I have met many who question if HR analytics, HR data and HR reporting should be located in the HR department. People with this view generally have one of three arguments. The first group is some vendors. They say that whenever they try to sell their software/solution to a company, the HR department don’t really ‘get it’. They see a piece of software and refer to the IT department. In the mind of this first group, HR analytics should be part of IT because they understand how software can support the business and the need for and challenges with integrating software across a business.
The second group is concerned with the mindset of HR. They also don’t believe that HR ‘get it’ but they are concerned with it from a strategic point of view. They see HR as being primarily operationally driven and they believe that HR data and HR analytics require a strategic mindset. They either hope that HR become more strategic or hope that HR data will be located anywhere but in HR.
Finally, some believe that it is better to have a central data department, where all analytics should take place. The argument is that by centralizing and getting the best brains in the same room, better analytics will be the result. They don’t really have a view on HR, HR analytics should just not be part of it. They also see many advantages from having a central department other than optimizing brain capacity.

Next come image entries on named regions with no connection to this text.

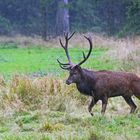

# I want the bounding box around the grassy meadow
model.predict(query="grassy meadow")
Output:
[0,36,140,140]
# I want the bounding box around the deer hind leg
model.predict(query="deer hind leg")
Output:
[101,97,108,115]
[88,97,98,116]
[123,96,137,113]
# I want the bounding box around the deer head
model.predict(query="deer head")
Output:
[57,32,92,85]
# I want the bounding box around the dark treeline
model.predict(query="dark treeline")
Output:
[0,0,140,39]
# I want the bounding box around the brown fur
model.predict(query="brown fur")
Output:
[66,65,140,115]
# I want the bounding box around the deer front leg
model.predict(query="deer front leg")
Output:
[101,97,108,115]
[88,97,98,116]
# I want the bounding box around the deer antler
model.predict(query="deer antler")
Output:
[57,32,92,70]
[57,32,75,69]
[78,36,92,65]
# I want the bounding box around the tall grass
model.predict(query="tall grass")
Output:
[0,34,140,140]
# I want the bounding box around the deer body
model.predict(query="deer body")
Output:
[58,33,140,115]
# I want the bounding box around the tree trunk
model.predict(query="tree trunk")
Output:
[56,0,69,35]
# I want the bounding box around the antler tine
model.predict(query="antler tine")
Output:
[59,32,75,65]
[57,59,69,66]
[78,36,92,65]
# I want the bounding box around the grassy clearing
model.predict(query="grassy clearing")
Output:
[0,37,140,140]
[0,44,120,76]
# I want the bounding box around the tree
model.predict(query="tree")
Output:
[56,0,70,35]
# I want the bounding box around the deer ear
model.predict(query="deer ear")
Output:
[74,65,81,71]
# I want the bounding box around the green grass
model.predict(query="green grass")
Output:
[0,112,140,140]
[0,44,120,76]
[0,44,140,140]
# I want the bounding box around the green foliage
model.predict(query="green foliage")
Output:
[0,15,12,34]
[0,43,117,77]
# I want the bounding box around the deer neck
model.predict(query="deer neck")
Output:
[76,69,93,95]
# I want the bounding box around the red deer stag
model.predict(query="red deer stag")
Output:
[57,33,140,115]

I freely admit that my own view is that HR analytics should definitely be part of HR. I simply don’t buy any of the above arguments. Not only that, I believe that by having HR analytics as a central part of HR, it will make HR more potent, more strategic and more business orientated. So HR must take control of HR data.
The first step to do this is to take ownership of the Master Data. Sounds simple – and actually is a bit common sense – but many times HR master data is not owned by HR and this is a major problem.
Master data is essentially basic data about employees which can be used in single applications, systems and processes. Examples include name (first and last name), position, reference (who is your boss), social security number, dob, address, telephone numbers (internal and external) etc. Master data supports other reporting processes and for example HR analysis is greatly dependent on an organization’s master data.
The problem is, that master data about employees are in many cases not located in HR. They may be in payrolls (which may or may not be a part of HR, but is often a silo-function within HR or finance) or in IT. So basic statistic about turnover, absenteeism, performance rating, competence map etc. can only be liked to people and positions if you control the master data. These HR departments who don’t control these data have to go and ask for this data in order to run their reports. But by not having the actual ownership you cannot control the quality – and bad data results.
To build great HR analytics, you must have great HR master data and to have great master data you must have ownership of them. So HR: It is time to take ownership of your master data.